A process for the production of a spun-fiber web of filaments made of thermoplastic polymer is known from U.S. Pat. No. 3,509,009 wherein the filaments exit from the melt through spinnerets into a cooling shaft exposed to cooling air, and the filaments are drawn therefrom in aerodynamic fashion. Additionally, in this process, the filaments are exposed to hot air immediately after leaving the spinnerets in order to attain a reduction in cross section of the filaments in the molten condition of the polymer after exiting from the spinnerets by means of the subsequent aerodynamic take-off step in the cooling shaft. In this method, due to the additional injection of hot air, there is the danger of having the filaments exiting from the spinnerets stick to one another.

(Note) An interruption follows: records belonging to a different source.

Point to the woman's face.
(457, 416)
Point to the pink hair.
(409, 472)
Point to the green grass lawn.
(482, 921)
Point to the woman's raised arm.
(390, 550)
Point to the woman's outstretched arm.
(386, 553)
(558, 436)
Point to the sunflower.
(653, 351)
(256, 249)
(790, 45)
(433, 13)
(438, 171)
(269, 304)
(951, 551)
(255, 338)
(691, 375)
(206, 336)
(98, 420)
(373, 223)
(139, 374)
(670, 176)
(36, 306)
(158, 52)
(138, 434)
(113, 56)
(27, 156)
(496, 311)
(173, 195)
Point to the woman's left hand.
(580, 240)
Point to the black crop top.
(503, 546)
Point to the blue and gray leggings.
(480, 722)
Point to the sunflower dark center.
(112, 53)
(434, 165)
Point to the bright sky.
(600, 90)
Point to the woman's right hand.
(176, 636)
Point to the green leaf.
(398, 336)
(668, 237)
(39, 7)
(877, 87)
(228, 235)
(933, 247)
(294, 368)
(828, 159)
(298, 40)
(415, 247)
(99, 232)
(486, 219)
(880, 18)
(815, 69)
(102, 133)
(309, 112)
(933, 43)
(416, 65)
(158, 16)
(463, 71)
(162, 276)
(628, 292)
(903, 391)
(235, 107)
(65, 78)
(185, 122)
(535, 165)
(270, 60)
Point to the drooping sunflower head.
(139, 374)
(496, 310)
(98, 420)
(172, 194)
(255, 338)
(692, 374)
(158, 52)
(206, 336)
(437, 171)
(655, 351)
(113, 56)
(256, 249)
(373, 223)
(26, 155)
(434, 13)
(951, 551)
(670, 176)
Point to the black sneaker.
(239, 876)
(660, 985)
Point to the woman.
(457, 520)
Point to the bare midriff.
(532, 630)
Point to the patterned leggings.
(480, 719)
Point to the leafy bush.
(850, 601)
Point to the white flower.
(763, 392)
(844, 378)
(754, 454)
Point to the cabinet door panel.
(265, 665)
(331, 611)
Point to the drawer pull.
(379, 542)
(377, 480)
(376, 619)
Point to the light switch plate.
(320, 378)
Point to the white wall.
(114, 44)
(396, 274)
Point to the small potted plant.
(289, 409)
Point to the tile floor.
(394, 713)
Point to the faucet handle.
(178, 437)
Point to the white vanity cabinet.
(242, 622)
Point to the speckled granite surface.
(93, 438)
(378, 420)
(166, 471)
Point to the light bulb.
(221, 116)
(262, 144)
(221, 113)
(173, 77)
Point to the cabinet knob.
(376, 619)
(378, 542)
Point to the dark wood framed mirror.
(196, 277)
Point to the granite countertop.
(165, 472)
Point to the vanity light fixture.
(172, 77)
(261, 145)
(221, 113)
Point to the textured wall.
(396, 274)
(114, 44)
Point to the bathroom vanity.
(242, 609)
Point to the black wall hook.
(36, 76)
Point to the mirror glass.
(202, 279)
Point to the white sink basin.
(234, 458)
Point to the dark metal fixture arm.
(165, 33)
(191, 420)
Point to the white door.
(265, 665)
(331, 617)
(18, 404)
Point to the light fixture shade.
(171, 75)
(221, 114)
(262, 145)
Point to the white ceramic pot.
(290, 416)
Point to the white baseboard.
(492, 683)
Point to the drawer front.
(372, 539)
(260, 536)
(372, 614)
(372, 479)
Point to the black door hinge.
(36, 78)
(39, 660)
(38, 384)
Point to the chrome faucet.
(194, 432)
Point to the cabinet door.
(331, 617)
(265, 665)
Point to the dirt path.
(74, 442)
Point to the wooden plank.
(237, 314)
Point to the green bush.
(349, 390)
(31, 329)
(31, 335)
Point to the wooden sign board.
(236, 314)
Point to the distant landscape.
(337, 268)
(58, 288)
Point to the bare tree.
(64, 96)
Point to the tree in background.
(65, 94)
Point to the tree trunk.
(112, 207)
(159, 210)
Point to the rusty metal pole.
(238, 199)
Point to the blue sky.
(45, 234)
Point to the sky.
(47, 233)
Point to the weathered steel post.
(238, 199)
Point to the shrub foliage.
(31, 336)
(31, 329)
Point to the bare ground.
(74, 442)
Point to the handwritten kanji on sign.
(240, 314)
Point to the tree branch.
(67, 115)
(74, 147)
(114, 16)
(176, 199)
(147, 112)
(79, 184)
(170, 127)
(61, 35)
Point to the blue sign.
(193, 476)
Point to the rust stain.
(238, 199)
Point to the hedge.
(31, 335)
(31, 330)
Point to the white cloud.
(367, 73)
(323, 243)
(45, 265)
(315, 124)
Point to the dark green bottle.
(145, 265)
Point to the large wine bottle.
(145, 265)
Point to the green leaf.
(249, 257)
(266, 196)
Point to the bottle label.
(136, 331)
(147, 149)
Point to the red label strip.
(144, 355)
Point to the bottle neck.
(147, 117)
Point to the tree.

German Patent 3,603,814 discloses a process and apparatus for the production of a spun-fiber fleece from stretched filaments of a synthetic polymer wherein the filaments, leaving the spinnerets in the molten condition, are taken off mechanically from the spinneret and are subsequently stretched mechanically in the cold-reshaping zone before they are deposited in random array into a web and then bonded.